A teachers’ strike in schools in Buenos Aires Province today has had the side effect of a lot of confusion and outrage over school meals, whether they’ll be provided, and who’s to pay for them. Schools that usually receive money per child provided with a meal (AR $16.40 for lunch and AR $10.60 for breakfast or snack) have been left uncertain as to whether this will be paid fo,r and if so, by whom. The schools are closed for teaching, but some open their lunch halls to feed students anyway, and in this case, it’s unclear whether the money will be paid by the provincial government as usual.
The Chivilcoy School Council sent out a letter advising that the provision of school meals would not be guaranteed today in light of the strike and the speculation that the Social Development Ministry will not reimburse the costs as usual. In March, the strike days were not paid, and the schools ended up in debt after feeding their students. At the end of April, they were reimbursed for 89 percent of the costs. Despite this, Leticia Berdugo, a member of the school council who signed the letter, is quoted as saying: “The food is guaranteed but we are afraid that Social Development won’t pay.” The situation remains unclear.

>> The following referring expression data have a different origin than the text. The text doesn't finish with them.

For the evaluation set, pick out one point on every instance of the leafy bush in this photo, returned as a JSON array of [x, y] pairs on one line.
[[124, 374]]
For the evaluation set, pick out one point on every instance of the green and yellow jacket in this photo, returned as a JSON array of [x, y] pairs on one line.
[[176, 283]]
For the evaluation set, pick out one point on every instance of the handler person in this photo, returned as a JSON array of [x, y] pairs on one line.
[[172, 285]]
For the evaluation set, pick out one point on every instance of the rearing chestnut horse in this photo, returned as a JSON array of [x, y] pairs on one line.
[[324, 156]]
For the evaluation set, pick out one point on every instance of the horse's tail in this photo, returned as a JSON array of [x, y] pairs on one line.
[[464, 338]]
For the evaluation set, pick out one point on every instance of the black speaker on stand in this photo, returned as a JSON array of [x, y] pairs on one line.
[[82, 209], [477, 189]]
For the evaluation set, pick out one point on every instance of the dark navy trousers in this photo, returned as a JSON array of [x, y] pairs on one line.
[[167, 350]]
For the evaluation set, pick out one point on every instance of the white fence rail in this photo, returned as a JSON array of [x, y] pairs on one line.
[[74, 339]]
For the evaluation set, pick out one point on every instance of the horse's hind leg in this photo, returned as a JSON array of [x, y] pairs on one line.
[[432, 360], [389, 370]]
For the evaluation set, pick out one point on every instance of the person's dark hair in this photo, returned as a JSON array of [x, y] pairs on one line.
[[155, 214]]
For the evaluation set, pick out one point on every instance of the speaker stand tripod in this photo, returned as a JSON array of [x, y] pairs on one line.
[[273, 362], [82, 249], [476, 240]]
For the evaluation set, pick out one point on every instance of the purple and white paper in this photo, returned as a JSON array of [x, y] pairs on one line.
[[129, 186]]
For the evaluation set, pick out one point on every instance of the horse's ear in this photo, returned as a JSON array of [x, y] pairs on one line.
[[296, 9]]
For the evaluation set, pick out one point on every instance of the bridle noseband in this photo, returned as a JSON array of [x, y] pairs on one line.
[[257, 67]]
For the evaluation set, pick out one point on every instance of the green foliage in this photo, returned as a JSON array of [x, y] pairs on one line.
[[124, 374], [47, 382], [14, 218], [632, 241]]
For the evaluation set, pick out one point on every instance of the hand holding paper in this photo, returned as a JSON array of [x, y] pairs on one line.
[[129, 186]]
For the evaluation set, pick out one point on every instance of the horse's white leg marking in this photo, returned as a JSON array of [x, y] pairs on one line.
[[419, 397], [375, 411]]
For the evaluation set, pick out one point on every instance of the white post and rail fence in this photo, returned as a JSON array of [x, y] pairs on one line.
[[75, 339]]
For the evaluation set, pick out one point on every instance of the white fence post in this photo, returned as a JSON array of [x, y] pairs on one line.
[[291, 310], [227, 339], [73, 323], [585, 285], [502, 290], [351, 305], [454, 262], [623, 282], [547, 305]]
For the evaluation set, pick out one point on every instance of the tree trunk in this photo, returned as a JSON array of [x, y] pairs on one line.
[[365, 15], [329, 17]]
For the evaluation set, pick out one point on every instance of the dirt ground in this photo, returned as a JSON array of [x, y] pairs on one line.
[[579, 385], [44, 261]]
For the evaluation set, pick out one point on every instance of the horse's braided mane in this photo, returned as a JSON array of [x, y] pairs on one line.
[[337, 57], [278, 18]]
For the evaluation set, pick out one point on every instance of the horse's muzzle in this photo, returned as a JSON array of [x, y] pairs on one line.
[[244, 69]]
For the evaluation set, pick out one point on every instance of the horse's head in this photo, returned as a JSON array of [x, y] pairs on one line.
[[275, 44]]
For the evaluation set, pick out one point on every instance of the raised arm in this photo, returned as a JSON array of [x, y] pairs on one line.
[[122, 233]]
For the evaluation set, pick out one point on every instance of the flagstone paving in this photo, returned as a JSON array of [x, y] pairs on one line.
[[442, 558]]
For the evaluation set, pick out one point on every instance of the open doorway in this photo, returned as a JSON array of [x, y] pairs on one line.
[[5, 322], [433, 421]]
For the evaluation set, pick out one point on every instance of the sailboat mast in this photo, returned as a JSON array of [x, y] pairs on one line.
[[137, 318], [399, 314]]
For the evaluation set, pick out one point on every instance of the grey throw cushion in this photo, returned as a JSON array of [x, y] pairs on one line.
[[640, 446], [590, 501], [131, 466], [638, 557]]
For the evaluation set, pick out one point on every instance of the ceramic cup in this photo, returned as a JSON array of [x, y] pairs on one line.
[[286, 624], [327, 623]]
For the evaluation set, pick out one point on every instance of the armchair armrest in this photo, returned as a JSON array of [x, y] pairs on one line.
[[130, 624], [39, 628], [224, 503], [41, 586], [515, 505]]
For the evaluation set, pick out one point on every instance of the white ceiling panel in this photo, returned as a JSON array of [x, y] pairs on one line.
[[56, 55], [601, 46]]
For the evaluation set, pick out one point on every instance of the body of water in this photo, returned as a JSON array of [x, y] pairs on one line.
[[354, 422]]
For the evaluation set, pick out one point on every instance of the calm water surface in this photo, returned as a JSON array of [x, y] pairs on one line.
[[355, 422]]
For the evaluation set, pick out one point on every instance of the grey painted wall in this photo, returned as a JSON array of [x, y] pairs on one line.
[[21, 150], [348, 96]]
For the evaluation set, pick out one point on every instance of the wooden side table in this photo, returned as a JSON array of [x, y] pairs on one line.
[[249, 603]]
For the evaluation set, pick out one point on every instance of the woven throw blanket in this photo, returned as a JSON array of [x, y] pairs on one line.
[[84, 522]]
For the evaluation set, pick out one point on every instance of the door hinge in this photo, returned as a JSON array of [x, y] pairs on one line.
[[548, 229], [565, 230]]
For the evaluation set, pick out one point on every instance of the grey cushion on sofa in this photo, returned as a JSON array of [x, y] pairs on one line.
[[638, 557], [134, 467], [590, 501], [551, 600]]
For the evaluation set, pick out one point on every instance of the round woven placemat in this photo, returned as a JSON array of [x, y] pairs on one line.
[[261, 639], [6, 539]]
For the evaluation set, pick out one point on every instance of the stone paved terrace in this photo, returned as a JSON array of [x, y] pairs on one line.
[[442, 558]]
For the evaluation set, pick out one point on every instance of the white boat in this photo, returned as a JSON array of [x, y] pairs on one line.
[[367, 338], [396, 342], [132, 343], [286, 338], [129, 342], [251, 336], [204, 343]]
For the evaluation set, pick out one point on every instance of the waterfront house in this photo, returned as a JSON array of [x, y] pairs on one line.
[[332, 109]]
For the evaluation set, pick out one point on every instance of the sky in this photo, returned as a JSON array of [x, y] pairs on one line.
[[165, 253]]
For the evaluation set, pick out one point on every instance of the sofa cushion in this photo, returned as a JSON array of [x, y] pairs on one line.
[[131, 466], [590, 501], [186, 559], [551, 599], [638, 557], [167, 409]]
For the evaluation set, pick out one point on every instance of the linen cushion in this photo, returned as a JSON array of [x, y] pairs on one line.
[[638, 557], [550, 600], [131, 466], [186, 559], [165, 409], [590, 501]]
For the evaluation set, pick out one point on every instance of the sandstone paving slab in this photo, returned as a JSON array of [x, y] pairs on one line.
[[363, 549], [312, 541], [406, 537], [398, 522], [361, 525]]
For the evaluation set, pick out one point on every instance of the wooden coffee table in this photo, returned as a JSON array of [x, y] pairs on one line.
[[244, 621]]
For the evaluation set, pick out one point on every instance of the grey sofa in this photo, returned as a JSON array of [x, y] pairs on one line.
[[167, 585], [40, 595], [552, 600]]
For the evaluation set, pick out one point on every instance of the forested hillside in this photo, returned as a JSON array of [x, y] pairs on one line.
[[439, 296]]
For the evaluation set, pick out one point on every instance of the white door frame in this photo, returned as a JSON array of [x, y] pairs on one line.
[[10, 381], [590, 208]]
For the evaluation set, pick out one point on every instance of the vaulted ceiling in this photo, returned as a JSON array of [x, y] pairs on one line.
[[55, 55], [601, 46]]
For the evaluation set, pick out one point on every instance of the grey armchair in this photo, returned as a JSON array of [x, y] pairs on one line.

In Chivilcoy 8000 children receive these meals, and the uncertainty over whether they’ll be available on strike days has caused a great deal of controversy. In theory, if the schools are not holding classes but continue to serve food, they should receive the money as usual. However, according to Berdugo, if the civil servants check whether the school is open in the morning and find it closed, it will be registered as such even if the cafeteria opens to feed children in the afternoon, and the school does not officially qualify to receive the funds.
One can only hope that kids find their way out of the cross hairs as school boards, the institutions themselves and the Social Development Ministry continue debating who will pick up the check.